Hearing Aids Assist in Preventing Dementia When You Wear Them Regularly

Sadly, not everybody falls directly into the practice of using a prescribed pair of hearing aids. The usual reasons why include:

  • It’s hard to make out voices. Your brain doesn’t always immediately adapt to understanding voices. There are some things we can recommend, such as reading along with an audiobook, that can make this situation easier.
  • The way that the hearing aid is supposed to work, doesn’t appear to be the way it’s currently working. Many people need to have their settings adjusted, and calibration problems are definitely something that can be addressed by our hearing specialists.
  • The way hearing aids look worries you. You’d be surprised at the assortment of models we have available now. Additionally, many hearing aid styles are created to be very discreet.
  • The hearing aid doesn’t feel like it fits comfortably. If you are suffering from this issue, please contact us. We can help make it fit better.

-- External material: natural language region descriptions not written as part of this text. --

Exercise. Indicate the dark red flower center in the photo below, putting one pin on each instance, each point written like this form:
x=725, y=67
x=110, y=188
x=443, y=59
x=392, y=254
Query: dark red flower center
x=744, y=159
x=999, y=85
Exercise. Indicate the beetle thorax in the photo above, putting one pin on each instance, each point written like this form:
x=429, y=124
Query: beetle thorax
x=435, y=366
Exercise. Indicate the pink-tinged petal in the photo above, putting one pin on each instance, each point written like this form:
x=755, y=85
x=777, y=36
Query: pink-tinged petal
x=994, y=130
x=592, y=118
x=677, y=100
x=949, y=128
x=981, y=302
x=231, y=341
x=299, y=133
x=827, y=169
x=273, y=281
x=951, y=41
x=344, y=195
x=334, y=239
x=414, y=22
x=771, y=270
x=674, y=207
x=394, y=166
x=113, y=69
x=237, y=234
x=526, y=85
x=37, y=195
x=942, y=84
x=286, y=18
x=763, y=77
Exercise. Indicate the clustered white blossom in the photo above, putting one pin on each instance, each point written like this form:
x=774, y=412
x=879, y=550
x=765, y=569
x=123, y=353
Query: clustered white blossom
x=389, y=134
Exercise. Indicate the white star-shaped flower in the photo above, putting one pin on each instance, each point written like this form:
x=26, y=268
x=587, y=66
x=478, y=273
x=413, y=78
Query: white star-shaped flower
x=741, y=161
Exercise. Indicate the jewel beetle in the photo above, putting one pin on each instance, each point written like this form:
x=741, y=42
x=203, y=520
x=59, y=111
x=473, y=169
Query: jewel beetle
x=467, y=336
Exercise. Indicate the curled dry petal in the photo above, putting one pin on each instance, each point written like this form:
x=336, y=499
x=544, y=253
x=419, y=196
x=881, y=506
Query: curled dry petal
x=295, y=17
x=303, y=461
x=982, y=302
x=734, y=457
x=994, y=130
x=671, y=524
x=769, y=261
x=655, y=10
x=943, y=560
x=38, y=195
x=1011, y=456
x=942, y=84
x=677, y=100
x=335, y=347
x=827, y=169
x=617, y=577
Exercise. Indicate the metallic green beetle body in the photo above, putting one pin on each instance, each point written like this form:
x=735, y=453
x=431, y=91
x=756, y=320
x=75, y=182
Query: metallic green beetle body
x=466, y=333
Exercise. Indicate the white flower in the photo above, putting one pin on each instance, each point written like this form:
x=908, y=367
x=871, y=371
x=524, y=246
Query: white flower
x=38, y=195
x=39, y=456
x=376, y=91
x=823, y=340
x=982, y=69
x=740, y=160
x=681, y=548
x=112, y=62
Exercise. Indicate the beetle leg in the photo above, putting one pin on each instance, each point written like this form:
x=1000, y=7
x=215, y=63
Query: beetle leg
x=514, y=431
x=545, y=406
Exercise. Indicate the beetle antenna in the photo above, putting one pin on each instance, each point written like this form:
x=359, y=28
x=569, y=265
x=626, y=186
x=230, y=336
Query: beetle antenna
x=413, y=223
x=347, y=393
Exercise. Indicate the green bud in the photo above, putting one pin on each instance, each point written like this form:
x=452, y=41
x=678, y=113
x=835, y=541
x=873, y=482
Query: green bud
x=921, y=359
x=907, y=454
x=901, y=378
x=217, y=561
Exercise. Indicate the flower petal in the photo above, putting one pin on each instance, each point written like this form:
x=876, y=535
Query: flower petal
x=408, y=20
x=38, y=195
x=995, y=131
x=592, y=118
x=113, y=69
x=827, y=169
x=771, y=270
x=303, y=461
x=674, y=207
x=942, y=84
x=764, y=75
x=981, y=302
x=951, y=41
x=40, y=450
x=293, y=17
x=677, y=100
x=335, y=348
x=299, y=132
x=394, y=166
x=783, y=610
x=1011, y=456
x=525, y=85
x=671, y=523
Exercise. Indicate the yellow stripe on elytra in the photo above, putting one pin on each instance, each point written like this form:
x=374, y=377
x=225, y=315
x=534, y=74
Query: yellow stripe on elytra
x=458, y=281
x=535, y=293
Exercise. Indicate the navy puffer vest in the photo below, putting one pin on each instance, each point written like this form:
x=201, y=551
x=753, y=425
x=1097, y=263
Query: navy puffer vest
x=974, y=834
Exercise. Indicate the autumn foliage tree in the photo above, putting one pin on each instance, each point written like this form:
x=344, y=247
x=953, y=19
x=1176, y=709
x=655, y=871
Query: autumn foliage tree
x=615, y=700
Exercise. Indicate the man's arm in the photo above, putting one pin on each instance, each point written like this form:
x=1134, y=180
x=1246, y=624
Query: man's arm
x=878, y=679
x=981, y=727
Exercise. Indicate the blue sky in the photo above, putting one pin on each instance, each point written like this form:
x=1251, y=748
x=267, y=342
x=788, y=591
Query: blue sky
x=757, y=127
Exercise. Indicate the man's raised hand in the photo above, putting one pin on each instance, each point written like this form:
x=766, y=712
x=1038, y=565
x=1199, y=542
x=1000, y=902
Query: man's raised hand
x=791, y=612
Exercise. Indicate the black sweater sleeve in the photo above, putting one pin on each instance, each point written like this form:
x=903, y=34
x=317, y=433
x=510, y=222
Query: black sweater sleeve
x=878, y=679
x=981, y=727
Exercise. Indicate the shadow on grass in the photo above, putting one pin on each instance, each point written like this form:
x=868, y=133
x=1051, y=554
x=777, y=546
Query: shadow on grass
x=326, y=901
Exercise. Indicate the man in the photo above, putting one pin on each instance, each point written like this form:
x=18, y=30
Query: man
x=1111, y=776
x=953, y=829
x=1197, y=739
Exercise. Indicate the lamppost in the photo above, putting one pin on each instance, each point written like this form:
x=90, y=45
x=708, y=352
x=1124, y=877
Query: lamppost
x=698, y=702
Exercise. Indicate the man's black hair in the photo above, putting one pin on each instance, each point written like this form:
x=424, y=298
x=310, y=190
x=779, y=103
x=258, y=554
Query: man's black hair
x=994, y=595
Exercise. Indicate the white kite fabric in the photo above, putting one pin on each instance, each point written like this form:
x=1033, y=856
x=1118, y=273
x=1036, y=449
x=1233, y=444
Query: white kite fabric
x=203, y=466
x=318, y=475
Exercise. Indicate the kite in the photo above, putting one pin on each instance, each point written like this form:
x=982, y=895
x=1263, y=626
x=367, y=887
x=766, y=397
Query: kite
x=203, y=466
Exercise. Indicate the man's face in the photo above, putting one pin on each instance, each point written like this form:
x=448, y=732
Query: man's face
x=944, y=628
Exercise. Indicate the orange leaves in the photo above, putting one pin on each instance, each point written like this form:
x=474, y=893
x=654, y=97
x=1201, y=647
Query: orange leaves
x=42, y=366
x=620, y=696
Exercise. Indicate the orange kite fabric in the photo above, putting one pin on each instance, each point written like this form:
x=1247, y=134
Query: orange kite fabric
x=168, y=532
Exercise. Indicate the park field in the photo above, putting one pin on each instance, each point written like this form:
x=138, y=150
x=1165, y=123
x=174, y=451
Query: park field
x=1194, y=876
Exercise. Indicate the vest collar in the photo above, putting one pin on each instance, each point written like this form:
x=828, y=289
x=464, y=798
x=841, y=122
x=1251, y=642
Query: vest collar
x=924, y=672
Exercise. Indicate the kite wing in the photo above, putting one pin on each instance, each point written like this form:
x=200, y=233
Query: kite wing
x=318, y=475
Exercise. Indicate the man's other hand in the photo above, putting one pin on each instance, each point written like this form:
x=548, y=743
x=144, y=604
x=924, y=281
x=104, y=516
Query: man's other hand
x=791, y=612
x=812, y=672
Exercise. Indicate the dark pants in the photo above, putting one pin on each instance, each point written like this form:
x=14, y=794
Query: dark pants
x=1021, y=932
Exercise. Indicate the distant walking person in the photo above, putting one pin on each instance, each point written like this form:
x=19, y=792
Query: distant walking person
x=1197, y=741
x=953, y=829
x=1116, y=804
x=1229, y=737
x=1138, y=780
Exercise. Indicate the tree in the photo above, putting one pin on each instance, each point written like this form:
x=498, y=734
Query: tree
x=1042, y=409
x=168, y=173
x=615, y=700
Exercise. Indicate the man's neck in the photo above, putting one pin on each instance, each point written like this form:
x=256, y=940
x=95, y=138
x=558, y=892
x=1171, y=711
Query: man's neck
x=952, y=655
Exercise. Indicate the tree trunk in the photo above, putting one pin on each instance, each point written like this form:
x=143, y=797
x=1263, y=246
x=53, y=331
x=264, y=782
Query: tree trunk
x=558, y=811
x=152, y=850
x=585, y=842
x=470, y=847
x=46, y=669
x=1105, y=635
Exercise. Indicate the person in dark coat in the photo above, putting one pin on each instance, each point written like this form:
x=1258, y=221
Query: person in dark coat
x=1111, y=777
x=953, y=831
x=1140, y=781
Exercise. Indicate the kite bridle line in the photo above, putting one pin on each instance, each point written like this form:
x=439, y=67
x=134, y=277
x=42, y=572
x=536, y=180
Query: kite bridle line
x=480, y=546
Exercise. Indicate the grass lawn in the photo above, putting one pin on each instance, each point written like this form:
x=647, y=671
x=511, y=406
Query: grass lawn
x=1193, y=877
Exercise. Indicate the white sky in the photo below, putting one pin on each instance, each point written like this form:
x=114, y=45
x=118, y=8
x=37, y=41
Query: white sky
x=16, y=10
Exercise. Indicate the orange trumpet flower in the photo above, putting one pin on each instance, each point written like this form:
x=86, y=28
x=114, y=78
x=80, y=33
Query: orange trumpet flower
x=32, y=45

Your future mental faculties and even your overall health are undoubtedly affected by using hearing aids. We can help if you’re trying to cope with any of the above. Consulting your hearing expert to make certain your hearing aids are working for you is just part of the process and it calls for time and patience.

It’s more significant than ever to manage your loss of hearing especially taking into consideration the new evidence. Hearing aids are protecting your hearing health and your mental health so it’s crucial to take that treatment seriously.

Dementia And Hearing Aids, What’s The Connection?, What’s The Link?

So what’s the actual link between dementia and loss of hearing? Social isolation is the prominent theory but scientists are not 100% certain. Many people, when dealing with loss of hearing, become less socially involved. A different theory refers to sensory stimulation. In time, if a person loses sensory stimulation, such as hearing loss, the brain receives less activity which then causes mental decline.

Your hearing aid will help you hear better. And that can help keep your brain active, creating a more potent natural defense against dementia and cognitive decline. That’s why a link between the two should not be surprising and why hearing loss treatments can delay dementia by up to 75%.

The site information is for educational and informational purposes only and does not constitute medical advice. To receive personalized advice or treatment, schedule an appointment.